As a contributing writer and member of the Sacred Sorrows community, Lani Bogart shares a fierce love with her son Evan, who went to heaven in February 2022. As she learns to be here without him, she stands on the essentials of faith and hope and longs for the day when Love is All. (1 Cor 13:13) Lani is supported by her devoted husband Doug and her children Jonathan, Cana & Ennie, Christopher, and Xhiv.
"I truly have a blessed life. I truly don't deserve it. . . There is no deserve. There just is." - Evan Daniel Bogart
Countless times, I've watched and listened to the above words accompanying a video Evan's friends shared after his funeral services. I've savored the sound of Evan's voice. I've pondered the turn of his thoughts from the idea that he needed to deserve the good things in life to the acceptance that "there is no deserve, there just is." I'm so thankful that he navigated that turn.
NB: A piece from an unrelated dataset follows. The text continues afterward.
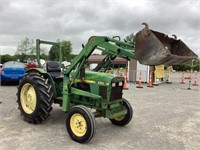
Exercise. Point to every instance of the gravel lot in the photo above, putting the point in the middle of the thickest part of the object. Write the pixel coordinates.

Some years ago my family had a get-together to celebrate my receiving a Master's Degree. They told me how proud they were of me, but I struggled to receive their congratulations. I wonder if they could tell? When I'm disappointed in myself it is hard to feel I deserve congratulations. How easily the awareness of our own failures and weaknesses robs us of the fullness of life available at any given moment.
And that's where the Love of God comes in. My love falls short over and over again, but God's love never does. His love redeems my failures. I'm surrounded by a love I could never deserve. It just is.